Aldo Leopold tried to convey this sense of loss when describing the passenger pigeon, hunted to extinction in the 18th century:
"They cannot drive out of a cloud, nor clap their wings in thunderous applause. They know no urge of seasons; they feel no kiss of sun, no lash of wind and weather, they live forever by not living at all."
Can a moral animal, possessed of the empathy that served our ancestors so well in tempering our more destructive impulses, hear these words and still condone such loss?
The fossil record tells that the average life span of a species is several million years. Our kind has pushed the extinction rate into overdrive and is responsible for the greatest mass extinction in hundreds of millions of years. The passenger pigeon lasted until the first world war. The carolina parakeet, until the year of my father’s birth. The honey creeper, until I was fifteen. Presently, a species blinks into the void every twenty minutes, and the rate is accelerating. Extrapolate to future generations, and the implications are staggering.
The cogs and wheels of the planet’s habitats and inhabitants perform a complex interactive calculus that we have little more hope of solving than did Noah. He wisely kept the pieces intact. More often than not, we do not know what will happen when we sentence a plant or animal to eternal extinction. If we take seriously our own self-laudatory Latin moniker, sapiens, meaning wise, perhaps we too should keep all the pieces intact.

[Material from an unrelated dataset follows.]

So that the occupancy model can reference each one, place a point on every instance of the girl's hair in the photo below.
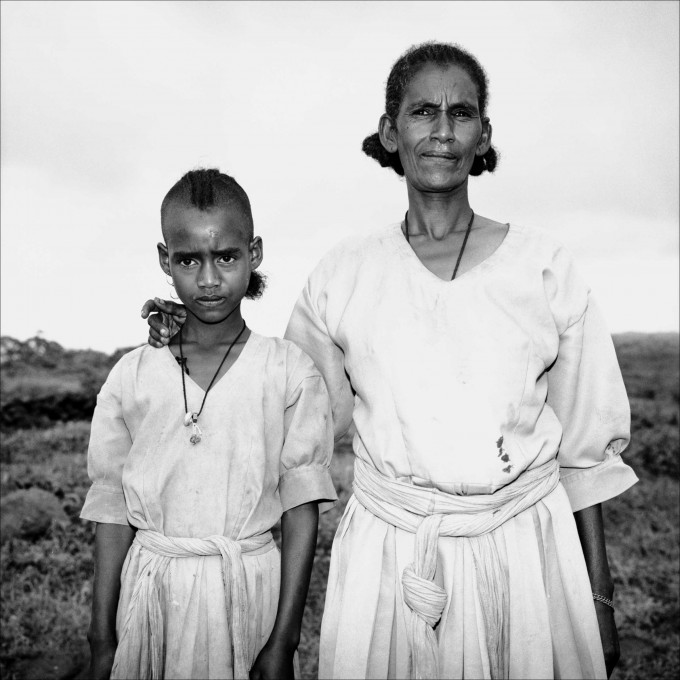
(208, 188)
(404, 69)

The potato dandelion is in no danger of extinction. But is has been extirpated from Washington, D.C., and is believed to have met a similar fate in New Jersey. It is critically imperiled in Maryland. We don’t know the ramifications of its loss. Some pollinating insect, relished by some warbler, relished by some raptor, may depend on it. Its plump roots might succor a soil organism of importance. But ignorance is no excuse in the eyes of the law, nor should it be before the laws of nature. We do know that Maryland harbors the wildflower’s northernmost coastal-plain vanguard. Something in the genes of these particular plants enables survival at the edge. It is precisely this sort of variation that provides nature’s insurance policy against environmental alteration. And with climate change, we are on the brink of an upheaval unprecedented in recorded history.
If we savor a green planet for our grandchildren, best to cherish, protect, and preserve what we ourselves have been bequeathed. We know that the continued winking out of our fellow inhabitants, even if unnoticed at first, will eventually leave an impoverished, inhospitable place for us to live.
After an extensive battle, during which environmental organizations delivered damning evidence of the impacts of the Cross County Connector---especially to Mattawoman Creek---the Army Corps of Engineers ruled it to be "contrary to the public interest" and denied Charles County, Maryland, the necessary permits to destroy wetlands. Years later, the Maryland Wildlife and Heritage Division removed the Potato Dandelion from the state's list of Rare, Threatened, and Endangered Species. The delisting reflects the discovery of more populations, some of which had been discovered along the highway's proposed path by the Maryland Native Plant Society. It is also possible that the northern limit of the plant's range has drifted north with global heating. Note that the dandelion would never have stopped the highway because state laws simply don't go that far. At most, the county might have nudged the path to reduce the impacts, or more likely "mitigated" in some way.